Knowledge of the largest traffic flows in a network is important for many network management applications. The problem of finding these flows is known as the heavy-hitter problem and has been the subject of many studies in the past years. One of the most efficient and well-known algorithms for finding heavy hitters is lossy counting .
Imagine that you see a large number of individual transactions (such as Amazon book sales), and you want to calculate what are the top sellers today. Or imagine that you are monitoring network traffic and you want to know which hosts/subnets are responsible for most of the traffic. This is a problem of finding heavy hitters given a stream of elements.
A straight forward method to tackle this problem is to store each element identifier with a corresponding counter monitoring the number of occurrences of that element. Then, you sort the elements accordingly to their counters and you can easily get the most frequent elements. However, in many real scenarios, this simple solution is not efficient of computationally feasible. For instance, consider the case of tracking the pairs of IP address that generate the most traffic over some time period. You need 16,384 PBytes of memory and a lot of time to sort and scan that memory array, which often makes the problem non-computationally feasible.

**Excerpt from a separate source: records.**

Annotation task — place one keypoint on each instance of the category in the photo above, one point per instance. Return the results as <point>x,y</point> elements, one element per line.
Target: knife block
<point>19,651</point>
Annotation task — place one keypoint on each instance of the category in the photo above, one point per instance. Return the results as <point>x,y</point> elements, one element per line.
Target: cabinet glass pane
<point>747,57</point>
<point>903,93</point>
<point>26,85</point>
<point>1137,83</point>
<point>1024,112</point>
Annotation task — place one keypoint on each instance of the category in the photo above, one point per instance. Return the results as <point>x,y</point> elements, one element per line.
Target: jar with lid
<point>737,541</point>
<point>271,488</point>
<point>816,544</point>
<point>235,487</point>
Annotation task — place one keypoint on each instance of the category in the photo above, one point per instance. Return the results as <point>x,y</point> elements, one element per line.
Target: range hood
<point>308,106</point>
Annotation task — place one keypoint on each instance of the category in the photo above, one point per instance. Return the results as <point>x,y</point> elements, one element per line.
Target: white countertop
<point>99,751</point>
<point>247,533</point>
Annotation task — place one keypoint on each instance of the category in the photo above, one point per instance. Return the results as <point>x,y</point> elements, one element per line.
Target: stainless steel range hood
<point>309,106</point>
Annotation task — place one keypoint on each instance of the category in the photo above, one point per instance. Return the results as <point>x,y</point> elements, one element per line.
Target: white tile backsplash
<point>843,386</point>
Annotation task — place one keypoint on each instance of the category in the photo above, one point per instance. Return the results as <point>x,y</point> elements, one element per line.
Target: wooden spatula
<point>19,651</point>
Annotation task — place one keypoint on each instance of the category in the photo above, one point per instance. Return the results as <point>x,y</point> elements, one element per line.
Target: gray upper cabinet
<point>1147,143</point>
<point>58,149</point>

For these reasons, during recent years, techniques to computing heavy hitters using limited memory resources have been investigated. A characteristic of these is that they cannot find exact heavy hitters, but instead approximate the heavy hitters of a data stream. The approximation typically lies in that the computed heavy hitters may include false negatives.

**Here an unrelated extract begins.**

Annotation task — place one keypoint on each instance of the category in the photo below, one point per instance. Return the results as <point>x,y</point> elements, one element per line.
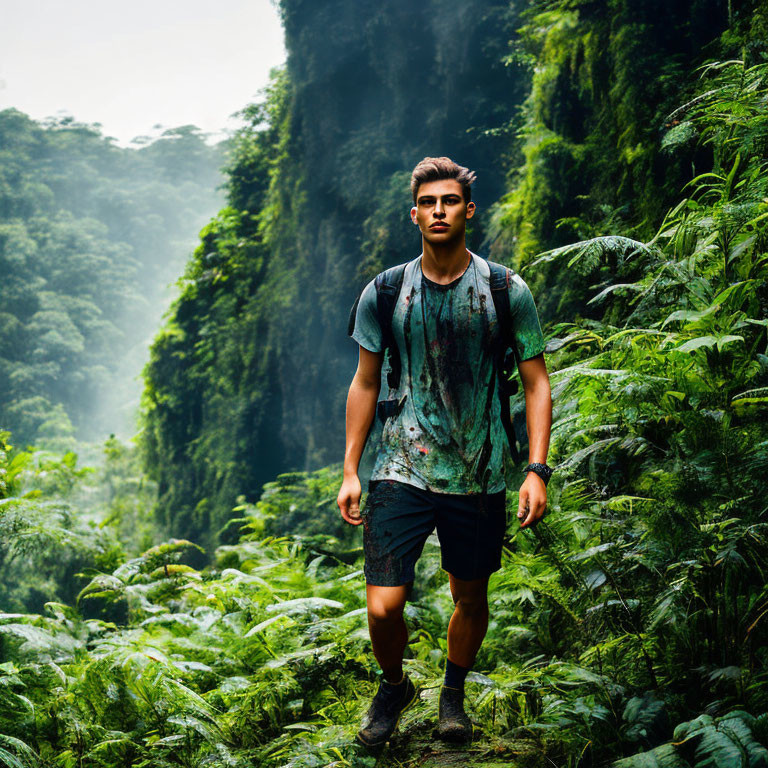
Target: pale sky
<point>130,66</point>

Lossy counting is a well-known algorithm for finding heavy hitters using limited memory. In lossy counting, an important parameter for each distinct element identifier in the table is its error bound. Such error bound reflects the potential error on the estimated frequency of an element. Its importance resides in the fact that elements with small error bounds are more likely to be removed from the lossy counting process than equal-frequency elements having a larger error bound.
This paper proposes to make the error bound substantially smaller than the deterministic error bound in existing lossy counting algorithms. By lowering the error bound, elements will stay in the lossy counting table for less time and the memory requirements will be lower. The authors call such system: Probabilistic Lossy Counting. The reason it works is because there is often a large number of small flows with large error bounds, which require a lot of table entries. Decreasing the error bound of such small flows can drastically reduce the table size.

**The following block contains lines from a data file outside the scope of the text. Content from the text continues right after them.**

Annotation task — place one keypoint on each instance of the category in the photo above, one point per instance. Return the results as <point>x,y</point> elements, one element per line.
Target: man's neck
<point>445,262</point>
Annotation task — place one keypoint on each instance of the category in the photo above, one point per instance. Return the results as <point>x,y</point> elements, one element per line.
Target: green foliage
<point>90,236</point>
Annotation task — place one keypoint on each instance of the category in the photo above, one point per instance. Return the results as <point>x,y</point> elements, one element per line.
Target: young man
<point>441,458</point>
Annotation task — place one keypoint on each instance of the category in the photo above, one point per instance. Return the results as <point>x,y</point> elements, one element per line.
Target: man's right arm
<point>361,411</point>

The authors show how for the case where data streams exhibit Zipfian distribution, one can find a tighter probabilistic error bound on the estimated frequency of an element. For such scenarios, the probabilistic lossy counting algorithm provides good results. However, if the distribution cannot be approximated by a Zipf model, then, the error bound does not hold. The paper focuses on analyzing the system complexity in terms of the required memory size. However, more work is required to derive the required processing time, i.e., the number of memory accesses per each packet, and evaluate this. Overall, the evaluation experiments of the paper show that the probabilistic lossy counting algorithm exhibits substantially better memory consumption than lossy counting and multistage filters.